If you're not used to contuation-passing style (and even that is
pretty minimal, given C has no lexically-scoped functions, closerus,
etc), you can think of kcont as a callback-function and some
associated state, all on steroids.

Eventually (soon?) I intend kcont to be usable as a
continuation-passing mechanism for I/O on buffers, as a direct
alternative to (lw) process-based [l[]tsleep/wakeup: bundle up a
continuation function, the object you're issuing an I/O on, and other
state (everything you had at your fingertips before you were so rudely
interrupted by having to wait for an I/O).  The I/O subsystem would
call the continuation after the I/O is done.

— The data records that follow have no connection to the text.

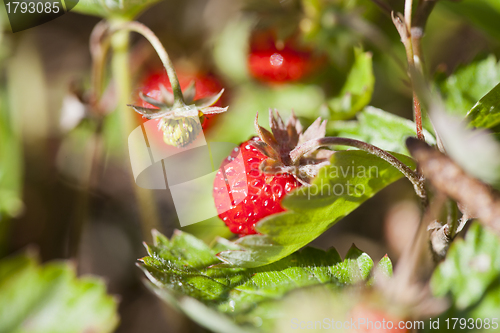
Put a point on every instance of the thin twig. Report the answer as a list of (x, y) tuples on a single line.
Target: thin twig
[(474, 196), (99, 46), (391, 159), (408, 13), (384, 6), (162, 54)]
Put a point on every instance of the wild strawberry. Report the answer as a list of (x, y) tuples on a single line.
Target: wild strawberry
[(253, 180), (206, 85), (269, 63)]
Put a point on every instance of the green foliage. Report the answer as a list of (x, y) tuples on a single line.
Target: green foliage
[(379, 128), (476, 151), (467, 85), (353, 177), (471, 267), (10, 164), (471, 276), (357, 90), (484, 14), (486, 113), (184, 272), (124, 9), (50, 299)]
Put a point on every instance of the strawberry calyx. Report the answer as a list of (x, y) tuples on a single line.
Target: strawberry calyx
[(278, 144), (179, 116)]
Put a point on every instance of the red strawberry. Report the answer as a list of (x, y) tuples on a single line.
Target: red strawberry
[(206, 85), (258, 194), (371, 319), (269, 63), (178, 113), (253, 180)]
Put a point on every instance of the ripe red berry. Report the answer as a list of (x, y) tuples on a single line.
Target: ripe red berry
[(206, 85), (271, 64), (243, 194)]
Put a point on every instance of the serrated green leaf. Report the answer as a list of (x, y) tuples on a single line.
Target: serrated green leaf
[(50, 299), (486, 113), (353, 177), (384, 266), (476, 151), (463, 89), (181, 271), (379, 128), (471, 267), (125, 9), (357, 90)]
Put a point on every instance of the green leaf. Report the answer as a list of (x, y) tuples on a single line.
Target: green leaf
[(486, 113), (463, 89), (232, 299), (485, 14), (357, 90), (379, 128), (471, 267), (125, 9), (353, 177), (50, 299)]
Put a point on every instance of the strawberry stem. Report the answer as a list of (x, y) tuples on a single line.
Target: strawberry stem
[(120, 69), (162, 54), (386, 156)]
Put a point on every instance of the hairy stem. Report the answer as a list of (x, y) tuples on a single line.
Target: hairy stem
[(162, 54), (122, 78), (391, 159)]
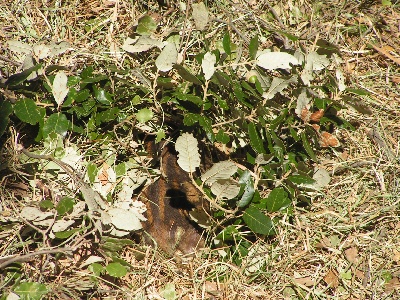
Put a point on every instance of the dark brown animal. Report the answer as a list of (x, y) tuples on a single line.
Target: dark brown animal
[(169, 201)]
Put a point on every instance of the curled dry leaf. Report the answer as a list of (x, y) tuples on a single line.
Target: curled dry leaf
[(328, 140)]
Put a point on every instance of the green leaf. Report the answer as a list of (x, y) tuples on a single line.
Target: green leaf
[(144, 115), (146, 25), (258, 222), (56, 123), (253, 47), (96, 268), (277, 199), (116, 270), (160, 135), (226, 43), (31, 290), (255, 141), (186, 75), (308, 147), (27, 111), (222, 137), (107, 115), (103, 96), (229, 233), (65, 205), (6, 110)]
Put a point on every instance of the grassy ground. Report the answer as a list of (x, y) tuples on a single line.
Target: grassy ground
[(346, 245)]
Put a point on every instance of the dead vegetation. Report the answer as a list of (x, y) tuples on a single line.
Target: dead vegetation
[(345, 245)]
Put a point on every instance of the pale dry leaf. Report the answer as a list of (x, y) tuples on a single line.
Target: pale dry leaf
[(58, 48), (167, 58), (27, 64), (19, 47), (141, 44), (62, 225), (60, 89), (188, 157), (317, 62), (321, 177), (225, 188), (221, 170), (200, 15), (124, 219), (41, 51), (276, 60), (277, 86), (208, 65)]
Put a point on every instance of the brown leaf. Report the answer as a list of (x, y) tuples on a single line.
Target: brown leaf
[(393, 284), (307, 281), (328, 140), (332, 279), (352, 255)]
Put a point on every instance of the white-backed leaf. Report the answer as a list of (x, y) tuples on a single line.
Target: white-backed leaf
[(278, 85), (222, 170), (62, 225), (124, 219), (41, 51), (188, 157), (60, 89), (318, 62), (225, 188), (276, 60), (302, 102), (207, 65), (58, 48), (167, 58), (141, 44), (27, 64), (200, 15), (322, 178), (19, 47)]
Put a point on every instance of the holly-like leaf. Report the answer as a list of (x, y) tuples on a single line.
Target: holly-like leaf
[(258, 222), (277, 199)]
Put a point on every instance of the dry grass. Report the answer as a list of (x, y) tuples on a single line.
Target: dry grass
[(346, 246)]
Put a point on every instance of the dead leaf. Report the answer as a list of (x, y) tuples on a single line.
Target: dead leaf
[(328, 140), (332, 279), (307, 281), (352, 255), (391, 285)]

That seems doable for I/O on uios: add a kcont into struct uio.

But I have to admit that getting the VFS layer (vget(), etc)
to do anything other than ltsleep() is a nightmare.


>If the thread doing the socket upcall can sleep, it can do an NFS RPC and
>there would be no need for separate nfsd threads and context switches to them.
>(Related to your discussion, these threads would have to have enough
> "proc like" information that they would satisfy the needs of the VFS/VOP
> calls. It would be really nice to know what uses are made of uio_procp,
> cn_procp (or thread * for FreeBSD5) and minimize that. Maybe a small
> structure that just has the fields of "struct proc" or "struct thread"
> that the VFS/VOP calls need from these?)
>
>Since they're kernel only and network receive only, they could be trimmed
>down and get special treatment from the scheduler.

I was thinking more of bundling up the necessary state, call back the
first-level continuation in whatever context the file-plus-I/O
subsystem currently calls wakeup(). If one needs to trampoline from
there to a lower-priority context -- say, a softnet context -- then
kcont already has the functionality to do that for you.

Even if that turns out to be too hard, a kcont-like framework can (as
you allude) be very useful for handing data streams to and from
sockets, parsing record boundaries, etc., without going to a
full-blown process context (and ensuing context switches).